Perhaps it would be a little more constructive to point out what has and is being done to address these issues.
While the 'smooth sailing' here might be an accurate depiction of the industry's past. It gives an distorted picture of state of the industry now and moving into the near future. An attempt at optimism would be nice, instead of scaring people..
First, while oil spills have an undeniably horrific and obvious environmental impacts, these are isolated (and relatively rare) events. Perhaps we could get better at managing when they do occur, but in terms of the ships themselves there is little more that can be done short of banning all shipping. Significant measures already exist to minimise this risk wherever possible. Many have been in place for over a decade. Most often in the form of strict design and operation rules.
Regarding ballast, the reality is the damage to ecosystems was complete long ago. It can't get much worse. Belatedly, the IMO & shipping industry have introduced rules requiring the majority of vessels to treat all ballast water, preventing transfer of living organisms between ports.In some sectors, these have been in place for a many years, in others they will come into effect in the next few years. All we can hope is that, this will enable the ecosystems to recover to some degree over the long term as a result.
While the emissions from ships are significant, shipping has long been (and will continue to be) the most efficient way to move tonnage over distance with the minimum of energy. Comparing to cars is not an accurate comparison. In the short term, moves are afoot in many sectors to move to cleaner burning fuels (high grade instead of HFO, LNG), invest in lightweight construction (weight savings = emissions reductions), optimise designs for efficiency. But until a new form a clean energy is invented or put into a form that can economically power ships, shipping will continue to be imperfect, but still our cleanest option for transport. This is unless all countries go ultra local and international transport is no longer needed. But if that ever happens there will be few winners and many losers.

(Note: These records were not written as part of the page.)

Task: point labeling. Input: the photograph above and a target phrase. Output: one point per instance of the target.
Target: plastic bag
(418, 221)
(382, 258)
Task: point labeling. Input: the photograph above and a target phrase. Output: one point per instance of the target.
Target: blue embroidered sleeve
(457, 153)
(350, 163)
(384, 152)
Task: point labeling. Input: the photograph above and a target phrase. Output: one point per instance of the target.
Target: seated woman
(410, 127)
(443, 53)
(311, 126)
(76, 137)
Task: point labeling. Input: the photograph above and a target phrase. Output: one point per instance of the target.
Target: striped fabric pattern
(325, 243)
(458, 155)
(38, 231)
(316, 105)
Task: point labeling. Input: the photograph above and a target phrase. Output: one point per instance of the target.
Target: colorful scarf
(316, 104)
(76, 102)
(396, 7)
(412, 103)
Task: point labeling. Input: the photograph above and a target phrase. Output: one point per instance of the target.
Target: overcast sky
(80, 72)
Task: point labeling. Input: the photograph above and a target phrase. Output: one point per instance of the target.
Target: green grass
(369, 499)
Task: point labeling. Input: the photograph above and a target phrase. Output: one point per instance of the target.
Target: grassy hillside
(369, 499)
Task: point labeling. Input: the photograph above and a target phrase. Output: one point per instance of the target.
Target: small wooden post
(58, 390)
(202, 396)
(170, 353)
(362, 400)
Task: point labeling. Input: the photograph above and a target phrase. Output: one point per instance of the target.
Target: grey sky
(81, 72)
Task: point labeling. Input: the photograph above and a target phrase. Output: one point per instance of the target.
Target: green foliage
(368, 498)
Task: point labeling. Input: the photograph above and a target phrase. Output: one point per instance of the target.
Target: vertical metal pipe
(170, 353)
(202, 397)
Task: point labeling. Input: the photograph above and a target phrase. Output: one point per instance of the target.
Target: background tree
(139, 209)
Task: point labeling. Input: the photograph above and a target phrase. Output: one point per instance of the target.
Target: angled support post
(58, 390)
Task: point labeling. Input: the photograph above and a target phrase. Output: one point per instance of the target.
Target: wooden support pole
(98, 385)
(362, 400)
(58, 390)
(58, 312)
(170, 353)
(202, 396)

As for security, I'm sure containers have been concealing large quantities of drugs, weapons and explosives for years without major incident. It's unlikely any wannabe terrorist is going to entrust their desired cargo to 10+ logistics companies, a few different ships and many other go-betweens and just hope nobody looks inside the box. When it's much easier just to gradually collect it in little bits in the garage.
As for people, I know its happened plenty, but I don't think the numbers volunteering to endure the above, plus anything up to a few months at sea in a small box will ever get that high. It's been possible for years, but I've yet to see many examples of ship-based terrorism or similar (piratage in the Malacca Straits excluded).
A bit less alarmist and a bit more positive next time please. I hear enough doom and gloom stories as it is.
But interesting all the same!
After seeing the above story, it reminded me or this short article written by Donella Meadows following the Exxon Valdez spill which takes a more systemic look when reflecting on such incidents.
It is well worth a read:
Written in 1990, but isn't it of timeless relevance?
Using her approach, I would be interested in the wider context of spills that go on today (I was shocked to read what other spills happened in the month after Exxon Valdez), as further acknowledgement of us not paying the fullcost of oil and further incentive to ween ourself off our oil addiction.